The Skate Park only covers volume for rectangular and triangular prisms. It also covers the volume of a triangular prism in a slightly different way than extending a triangle into the third dimension, which may be different from other ways of talking about volume. Rather than phrasing the formulas (length x width x ½) x (height), we phrase it as (length) x (width) x (height) x (½). This provides greater connection with the formula for volume of a rectangular prism, but less connection with the formula for area of a triangle.

The measurements in the game are accurate within several percentage points of one foot (less than 1 inch), but due to differences in device cameras, cannot be guaranteed to be as accurate as a ruler or tape measure.

Other ways of measuring volume, such as liquid displacement for irregularly shaped objects, are not part of this activity.

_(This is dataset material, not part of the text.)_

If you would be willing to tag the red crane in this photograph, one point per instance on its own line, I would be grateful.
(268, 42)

## Suggested Classroom Integration

The Skate Park is useful as a jumping off point for a larger discussion about volume and measurement. Questions you could ask the students might include:

- How do you know how much concrete it takes to make a ledge?
- Which one takes more concrete, a ledge or a ramp?
- There are many different ledges that could all use the same amount of concrete. Why do you think they all look different?
- If Finley was human-sized, how much bigger do you think the ledge and ramp would be? How much more concrete would they use to build?
- If Finley wanted to paint the obstacles a new color, how would you help them figure out how much paint to buy?
- If the base of a ramp was a triangle, not a rectangle, would that change how you calculate the volume?
- Ask students to take a screenshot of their finished park to show to the rest of the class, and talk about how they made it.

## Helpful Tips for the Skate Park

Measurements are displayed as the student draws the 2D shape, as well as when they are dragging up to create volume. The units used in the Skate Park are feet, square feet, and cubic feet.

If a student is having trouble connecting the dots on the floor’s grid, remind them that the dots must be connected in the shape of a rectangle.

If a student is having trouble making a ramp, remind them to drag up from the edge of a rectangle, not from the center.

If a student’s finger goes in front of the camera, the AR will start to lag and not function properly. It may be best to use a case that has handles or a grip, so the student’s hands are not tempted to stray in front of the camera.